Muito se tem pensado, dito e escrito sobre as declarações do Sr. Ministro da Saúde acerca da exaustão de que os enfermeiros se queixam, porque a relacionou de forma direta ao duplo emprego.
Não me senti indignada nem sequer me irritou levemente e só resolvi escrever estas linhas sobre o assunto para dizer que estou absolutamente tranquila.

Talvez esta minha sensação de paz tenha a ver com o facto de que ainda tenho a lucidez suficiente para perceber que se tem vindo a tornar mais habitual, normal, banal até, o cinismo, o descaramento, o desplante nos serviços, nas hierarquias, no sistema como um todo onde pululam autênticas pragas de cogumelos. Os cogumelos dizem que os excessos de trabalho são sazonais e não há razão para tanto alarde; é um tortulho que sente que os profissionais tendem a ser por natureza calaceiros e conflituosos e por isso castigam-se/manipulam-se das mais diversas maneiras ou “deixa-os falar que se hão-de cansar”; são fungos que pensam que as condições de trabalho exigidas estão “acima das nossas possibilidades” e portanto estamos a ser irrealistas; estes cogumelos defendem que a filosofia de trabalho que idealizamos para os cuidados de enfermagem é lirismo e não se aplica ao “trabalho no terreno” e portanto há que saber estabelecer prioridades; é uma praga que olha para as competências acrescidas dos enfermeiros sem grande interesse pois ninguém os obrigou a estudar mais do que o básico, suficiente para as tarefas mínimas que na maior parte das vezes realizam; os cogumelos também não olham com bons olhos os “direitos adquiridos”, pois são um luxo e não um progresso civilizacional… étc.

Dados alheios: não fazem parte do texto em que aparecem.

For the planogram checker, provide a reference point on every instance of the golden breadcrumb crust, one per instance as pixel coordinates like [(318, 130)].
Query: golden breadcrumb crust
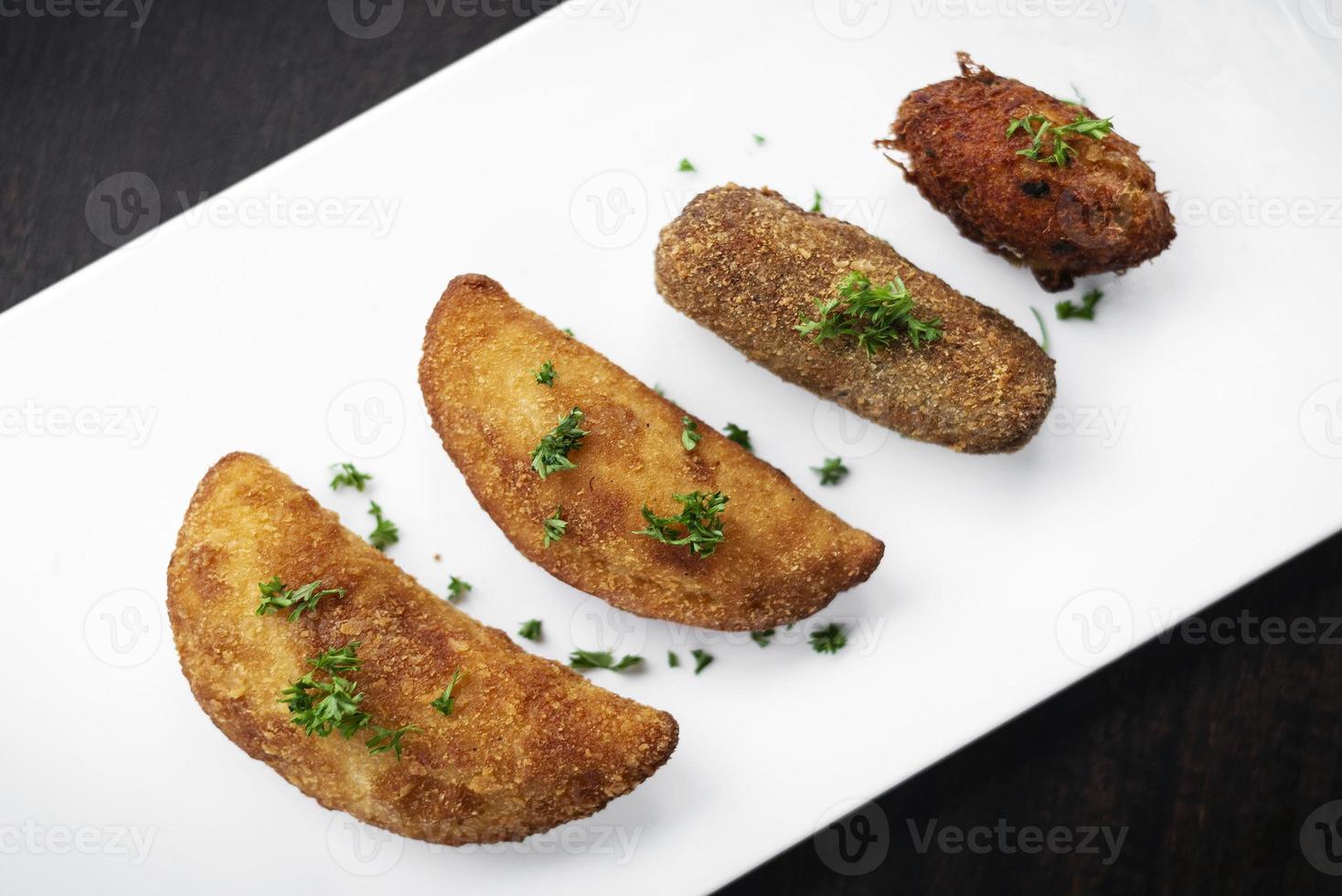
[(530, 743), (748, 264), (1101, 212), (784, 557)]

A grande maioria dos enfermeiros percebe esta farsa toda. Esses que entendem o embuste e não querem enfileirar nas hostes, sabem que o duplo emprego não é uma condição necessária nem suficiente para que se instale a fadiga, a exaustão de uma classe.

O duplo emprego já existe há muitos anos e é uma opção de cada um, pelas mais diversas razões. É lógico que quem trabalha mais, se cansa mais, mas isso não é linear nem existem estudos em Portugal que mostrem diferenças na qualidade dos cuidados prestados e na fadiga sentida por quem trabalha num só local e quem faz duplo. Além disso, o duplo emprego não é apanágio da enfermagem e não vemos outros profissionais, especificamente na área da saúde, reclamar que se sentem exaustos do mesmo modo com os enfermeiros se têm vindo a sentir. Também não estão documentadas as razões da exaustão sentida pelos enfermeiros, nem se os que referem essa exaustão trabalham em duplo emprego, são os mais novos, são mais as mulheres, exercem em condições mais penosas, fazem duplo dentro ou fora da enfermagem, étc.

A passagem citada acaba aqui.